だが数日たった朝、二頭とも厩で崩れて枯れ果てていた。
その枯れ草の山の間に、小さな仔馬が震えながら立っていたのだ。
(この集落で産まれたからうちのモノだ。五つ森産の草の馬、儂は草の馬を繁殖させたんだ)
あんなに胸が躍ったのは何年振りだったろう。
祝詞を唱え終わり、最後に藁山から二切れ摘まんで奉紙に包み、男性は老人に向き直った。
「この二頭を保護して下さった事、感謝致します」
多分蒼の一族であろう男性は、老人が何か聞く前に、先回りして頭を下げた。
「これは、私の妹夫妻の馬でした。お陰でこうやって供養してやる事が出来ました」
「その……妹御は……」
「草の馬というのは、主と寿命を共にする物です」
「…………」
「ただ、妹の夫君が、そういうのから解き放して自由にしてあげたみたいですね。自分達と共に朽ちる馬に憐れを覚えたのでしょうか。今となっては知りようはありませんが」
「…………」
解放された馬をまた自分が捕縛したから、術が解けて枯れてしまったのだろうか。
この男性はそういう事を責めるつもりはなさそうだった。
あの逃げた仔馬の事は言うべきだろうか。
(いやでも、そんな事より……)
「あ・・!」
法衣の男性がマントを羽織りながら、頭上を見た。
「??」
老人も釣られて天井を見上げ、何もないので目を戻したら、もう男性はいなかった。
(聞き損ねてしまった)
何でそんなに髪も法衣もボロボロなのか、その背中の大きな三本のカギ裂きは、一体どうした事なのかと。ここに来る直前まで、あの方は何処で何をやっていたのだろう。
***
ヤンが、ジュジュに教えて貰った場所へフウヤの馬を迎えに行くと、四白流星が、疲れて眠っている黒砂糖に寄り添っていた。

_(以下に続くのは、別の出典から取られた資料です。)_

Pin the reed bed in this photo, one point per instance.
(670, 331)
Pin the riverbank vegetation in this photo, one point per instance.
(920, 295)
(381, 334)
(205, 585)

独りでここまで戻って来てくれたのかと感心していると、下の繁みに五つ森の団子鼻の後ろ姿が見えた。
下の方で見付けて、わざわざ連れて来てくれたのだろう。
「ありがとう」と叫んだが、反応はなかった。
『嘘』って決めつけてしまった事だけは、いつかちゃんと謝りに行きたいと思った。
遠景に、朝陽に照らされる三峰集落が見える。
いつもと変わらない風景。
でも、ジュジュに聞いた彼の受けた仕打ちは、ヤンには信じ難い事だった。九ノ沢に対してだけでも自分はあれだけショックだったのに、フウヤはどんな思いをした事だろう。
イフルート族長や他の皆と話してみても、何故一ヶ月足らずでこんな事になってしまったのか、明確な答えは誰からも出て来なかった。
切っ掛けが何だったとか、誰も思い出せない。帰って、獣の遺骸がゴロゴロ転がった広場の有様を見て、今更ながらに驚愕している者もいた。何故これをおかしいと思わなかったのだろうと。
五つ森も、九ノ沢も、きっとそうだったんだ。
それぞれのヒトの中身は変わらない。ただそのヒト達が心の奥底に持っていた欲望を露(あら)わにし、それが伝播してしまっただけ。
それだけであんなに変わってしまう物なのか。
あんなに怖い世界が実現してしまう物なのか。
足の先まで冷たくなった。黒い疫病と同じに恐ろしい災厄だったのかもしれない……
「フウヤ……」
対価を得られる者になりたいと言っていたけれど、僕らは君に、いつもいつも与えられるばかりだ。
***
赤い光に照らされる樹林の梢をかすめるように何かが走る。
野牛程もある、炎をまとった赤い狼。
後方から深緑の草の馬。
馬上に、青く光る槍を構えたナーガ。
赤い狼がジャンプして、空中のある一点に飛び込むのと、ナーガが槍を放つのと同時だった。
――ドシュ!――
槍は狼には当たらず、脇をかすめて、彼の手前から飛び出した巨大な生き物に直撃する。
黒くぬらぬら光る、三本指の目のない蜥蜴。
「破邪・・!」
ナーガが唱えると刺さった槍が光を放ち、蜥蜴はカサカサに砕かれて空中に散った。
後に小さい小さいカナヘビが残り、手足をバタ付かせながら森に落ちて行った。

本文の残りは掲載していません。